The reason I bring up Time this week is because I thought about the shop more this weekend than I had for the last few months. Small Business Saturday was the day we would take the most money each year. I did a lot of promotion of the event and wrote and spoke a lot about how important it was. In 2014, I also coordinated a campaign for other city centre businesses to get involved with. We offered discounts and shared information about the other participating businesses in the spirit of collaboration, rather than competition. I hope that this awareness campaign has at least resonated with a few people who include small businesses in their buying habits to this day. It might just save other small businesses from the same fate as my own.
This year I am throwing myself into experiencing the build-up to Christmas in a way I haven’t experienced for the last couple of years.

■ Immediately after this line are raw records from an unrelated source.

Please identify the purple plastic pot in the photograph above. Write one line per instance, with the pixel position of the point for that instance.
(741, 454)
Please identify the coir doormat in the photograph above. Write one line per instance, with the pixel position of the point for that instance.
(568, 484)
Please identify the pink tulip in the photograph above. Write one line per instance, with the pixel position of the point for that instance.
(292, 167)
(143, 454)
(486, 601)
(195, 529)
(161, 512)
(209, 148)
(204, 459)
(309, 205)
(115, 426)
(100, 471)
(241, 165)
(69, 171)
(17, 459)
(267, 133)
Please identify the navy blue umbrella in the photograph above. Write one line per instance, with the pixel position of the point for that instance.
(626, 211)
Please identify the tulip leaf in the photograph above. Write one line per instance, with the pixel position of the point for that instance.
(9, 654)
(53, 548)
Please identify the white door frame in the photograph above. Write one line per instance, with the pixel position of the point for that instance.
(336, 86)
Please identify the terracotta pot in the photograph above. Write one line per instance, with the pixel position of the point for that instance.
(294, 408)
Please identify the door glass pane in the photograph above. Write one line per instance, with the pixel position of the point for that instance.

Researching gifts rather than relying on my own suppliers. Planning a small gathering at my home for my family who has a tricky Christmas ahead of them. Going to Edinburgh for a few days to soak up the festive atmosphere of the capital with university friends I don’t get to see often enough. I’ve even managed some Christmas colouring.
As for my Christmas shopping this year, I have stuck to my indie principles as far as I can. I have ordered some bits and pieces online but tried very hard to find a local supplier. I’ve done a fair bit on Not on the High Street too. Dundee doesn’t have enough independent shops to do everything on my list so sites like this are incredibly helpful. There are a few jewels, though. The Tea Green Pop Up Boutique in the Old Flour Mill is beautifully presented and ideally located underneath The Bach in Exchange Court, where you will get an amazing coffee. Dundee’s Ministry of Crafts Fair at The Steeple meant I could buy from my favourites, Whimsical Lush and Little White Desk. There is an Ethical Trade Fair in the City Square I have not yet had a chance to visit.

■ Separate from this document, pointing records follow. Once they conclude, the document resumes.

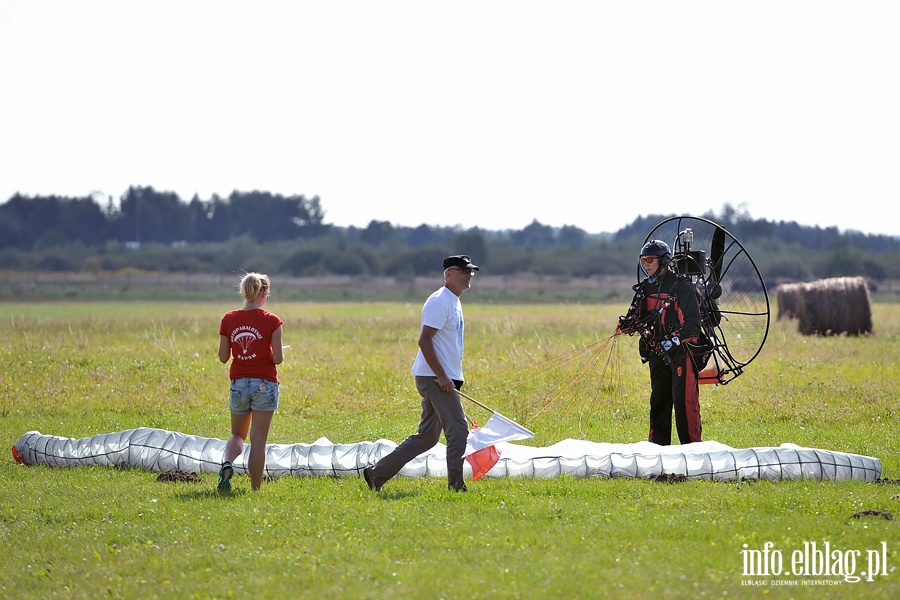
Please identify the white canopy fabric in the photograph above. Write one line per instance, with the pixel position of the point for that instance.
(164, 451)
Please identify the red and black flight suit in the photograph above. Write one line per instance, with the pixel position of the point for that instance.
(673, 375)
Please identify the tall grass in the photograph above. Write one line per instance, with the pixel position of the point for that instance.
(76, 370)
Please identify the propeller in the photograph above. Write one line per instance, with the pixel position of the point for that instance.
(734, 303)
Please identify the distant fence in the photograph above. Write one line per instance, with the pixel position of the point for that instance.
(136, 285)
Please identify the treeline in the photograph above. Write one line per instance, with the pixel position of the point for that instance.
(157, 231)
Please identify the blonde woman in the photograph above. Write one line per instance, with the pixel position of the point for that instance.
(251, 338)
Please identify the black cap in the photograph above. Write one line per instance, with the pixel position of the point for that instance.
(460, 260)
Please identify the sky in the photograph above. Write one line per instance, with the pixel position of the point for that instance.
(486, 114)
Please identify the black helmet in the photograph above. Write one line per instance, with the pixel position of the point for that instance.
(658, 248)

This weekend I didn’t venture into town. I didn’t really fancy it. I’m mostly fine now but like I said, it was a significant weekend. I did carry on with Christmas preparations. I bought some gifts and a fairy for my Christmas tree from Lovely Things, a business the lovely, Lynne Duffus is running from home while she is between premises. I also ventured to Turriffs, the Broughty Ferry nursery institution now incorporating a farm shop and coffee shop, Jessie’s Kitchen. I had a freshly-prepared lunch with a friend before heading outside to pick up a live Christmas tree. I got some expert help selecting the perfect height and width tree. It was even put into the boot of my car for me while I put the back seats down.
This weekend the Christmas spirit is coming to my current workplace. PopDundee, a wonderful organisation set up by two animation artists, Vicky and Ashling,is bringing their festive edition to The Circle. Local artists are coming along to pitch their wares in what is a new venue for them and potentially a new audience. They are even enthusiastically embracing the thrift theme of our Christmas events and sticking a £10 price limit on all goods sold on the day.
For me, this brilliantly addresses the most popular misconception of shopping small and local. That it is more expensive. You can still do your Christmas shopping on a budget and support small businesses and local artists. I have stuck to my budget this year and I am looking forward to giving to my friends and family. I hope they enjoy their gifts. I hope, too, that I have helped someone sustain a business into the next year and keep establishments with character in the city.
Image: Chris Law MP and Joe Fitzpatrick MSP call into Time Lifestyle Boutique with a chap from the Federation of Small Businesses to show their support on Small Business Saturday.